I wish I could show you Mart Kirgan just as he was. You'd pick him up anywhere for the toughest Bad Man from Bitter Creek that ever swaggered into a saloon to throw down on some poor tenderfoot and make him dance by shooting at his heels: big-jowled, black, with a hard jaw, sultry hot eyes, and a pair of drooping mustaches like the penny picture-makers used to put on One-Eyed Ike, the Terror of the Uintahs.

Really, however, Mart wasn't half as savage as he looked; he didn't have to be, you know, looking that way. And he loved the boss like a brother. As soon as I came in, he fired his kid stenographer on some errand or other, and made me sit down and tell him all I knew. When I got through he was pulling at his long mustache and wrinkling his nose as I've seen a bulldog do when he was getting ready to bite something.

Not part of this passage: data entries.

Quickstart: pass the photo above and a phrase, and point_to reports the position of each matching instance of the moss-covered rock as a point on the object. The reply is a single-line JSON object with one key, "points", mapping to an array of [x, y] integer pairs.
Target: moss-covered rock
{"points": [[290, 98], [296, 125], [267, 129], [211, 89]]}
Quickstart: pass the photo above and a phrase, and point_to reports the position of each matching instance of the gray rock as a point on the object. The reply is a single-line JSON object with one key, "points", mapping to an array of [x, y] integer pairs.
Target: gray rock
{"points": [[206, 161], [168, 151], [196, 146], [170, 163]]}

"You haven't got all the drop-out business cornered over yonder in the general office, Jimmie," he said slowly, tilting back in his swing-chair and glowering at me with those sultry eyes of his. "On that same night that you're talkin' about, I stand to lose one perfectly good Atlantic-type locomotive. At ten o'clock she was set in on the spur below the coal chutes. At twelve o'clock, when the round-house watchman went down there to see if her fire was banked all right, she was gone."


XIII

The Lost 1016

When Kirgan told me he was shy a whole locomotive, I began to see all sorts of fireworks. Of course, there was nothing on earth to connect the boss's disappearance with that of the engine which had been left standing below the coal chutes, but the two things snapped themselves together for me like the halves of an automatic coupling, and I couldn't wedge them apart.

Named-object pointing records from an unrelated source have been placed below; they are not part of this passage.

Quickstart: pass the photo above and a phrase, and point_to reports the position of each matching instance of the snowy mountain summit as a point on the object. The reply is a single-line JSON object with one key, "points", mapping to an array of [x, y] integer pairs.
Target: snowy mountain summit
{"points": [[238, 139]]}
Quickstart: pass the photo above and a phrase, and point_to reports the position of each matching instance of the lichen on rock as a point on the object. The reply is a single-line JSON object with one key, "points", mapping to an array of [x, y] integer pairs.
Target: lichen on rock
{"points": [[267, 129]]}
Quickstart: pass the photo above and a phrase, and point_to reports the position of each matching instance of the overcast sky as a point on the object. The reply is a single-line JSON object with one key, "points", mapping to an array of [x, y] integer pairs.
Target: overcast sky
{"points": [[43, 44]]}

"An engine—even a little old Atlantic-type—is a pretty big thing to lose, isn't it, Kirgan?" I asked.

Kirgan righted his chair with a crash.

"Jimmie, I've sifted this blamed outfit through an eighty-mesh screen!" he growled. "With all the devil-to-pay that's goin' on over at the headquarters, I didn't want to bother Mr. Van Britt, and I haven't been advertisin' in the newspapers. But it's a holy fact, Jimmie. That engine's faded away, and nobody saw or heard it go. I've had men out for four days, now, lookin' and pryin' 'round and askin' questions in every hole and corner of the three divisions. It ain't any use. The 'Sixteen's gone!"